Spesso non usano nemmeno il termine deinfluencing, ma il concetto è chiaro: onestà, esperienza reale e nessun bisogno di spingere sempre qualcosa.
Cosa impariamo dal deinfluencing: riflessioni
Il fulmineo successo del deinfluencing illumina una verità inequivocabile: il pubblico non ambisce più al ruolo di mero spettatore passivo nel grande teatro del consumo. Emerge con forza il desiderio di discernimento, di comprensione autentica e di una voce che conti.
Il deinfluencing, in ultima analisi, scaturisce proprio da questa sete di autonomia intellettuale e consapevolezza nelle proprie scelte.
Riconoscere che la felicità e la realizzazione non risiedono nell’accumulo indiscriminato di ciò che popola gli schermi digitali rappresenta il primo passo cruciale verso un modello di consumo più equilibrato e profondamente umano.
Questa presa di coscienza offre al contempo un’opportunità inedita per ripensare radicalmente le fondamenta stesse della comunicazione commerciale, delle strategie di promozione e delle dinamiche di influenza.

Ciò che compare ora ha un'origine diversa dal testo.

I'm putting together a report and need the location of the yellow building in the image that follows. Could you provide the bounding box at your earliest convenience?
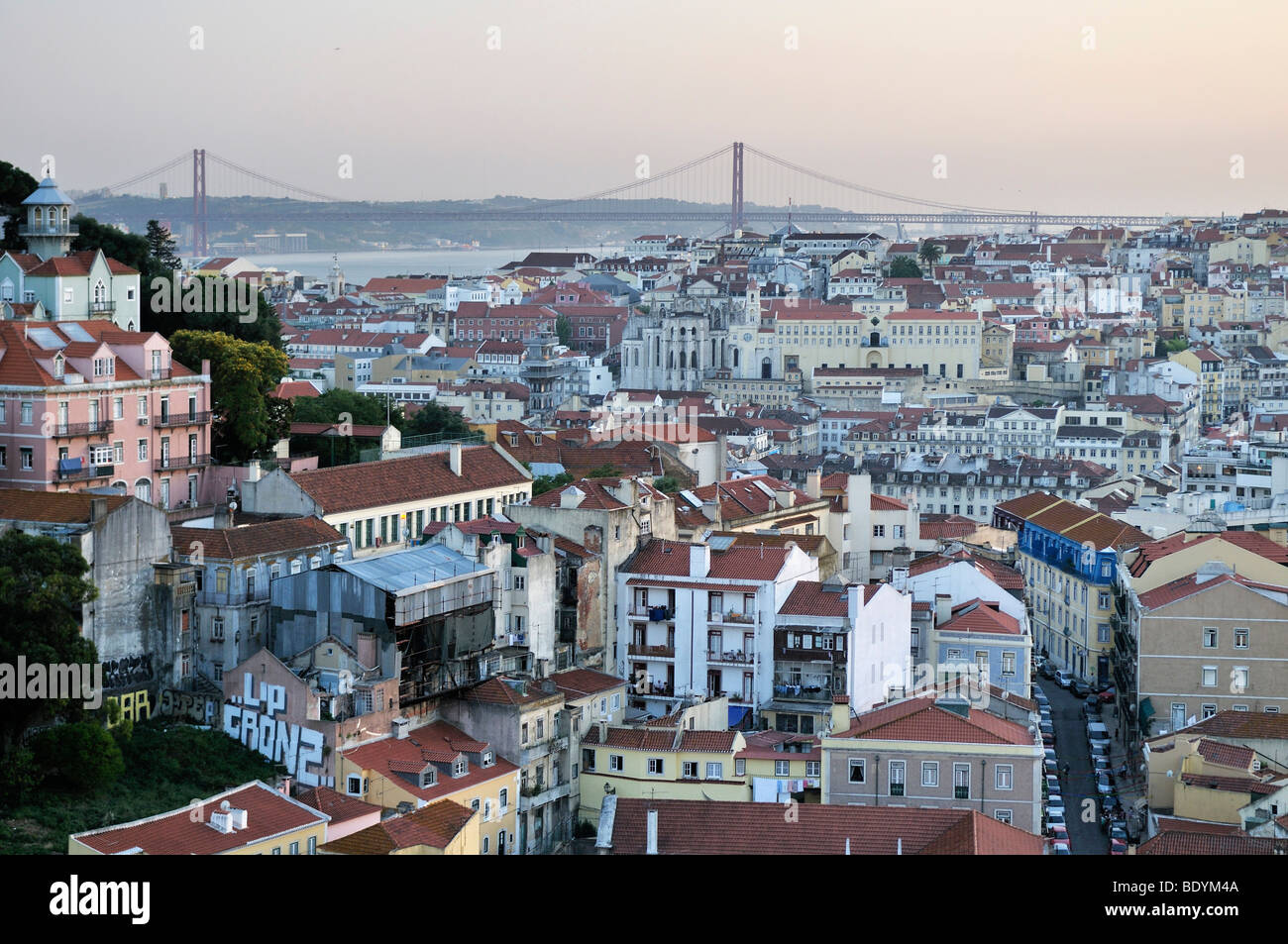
[336,721,519,855]
[318,799,483,855]
[580,722,751,821]
[67,781,331,855]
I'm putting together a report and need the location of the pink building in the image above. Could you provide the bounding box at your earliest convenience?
[0,321,210,509]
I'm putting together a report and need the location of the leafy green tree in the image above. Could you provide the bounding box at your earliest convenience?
[33,721,125,790]
[170,330,292,463]
[0,161,40,253]
[0,531,98,750]
[291,387,407,467]
[145,220,183,271]
[917,240,944,270]
[890,257,921,278]
[404,403,472,439]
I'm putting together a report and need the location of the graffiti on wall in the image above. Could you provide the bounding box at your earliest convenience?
[103,653,155,689]
[224,673,322,787]
[158,687,224,725]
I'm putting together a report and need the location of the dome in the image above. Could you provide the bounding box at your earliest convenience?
[22,176,72,206]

Il deinfluencing non è solo una critica al marketing tradizionale, ma un invito pressante a un’interazione più onesta e responsabile tra brand, creatori di contenuti e consumatori.
Ci spinge a considerare un futuro in cui l’autenticità superi l’artificio, in cui il valore reale dei prodotti e dei servizi torni al centro del discorso, e in cui la fiducia si costruisca su una trasparenza genuina, aprendo la strada a un ecosistema digitale più sano e sostenibile per tutti.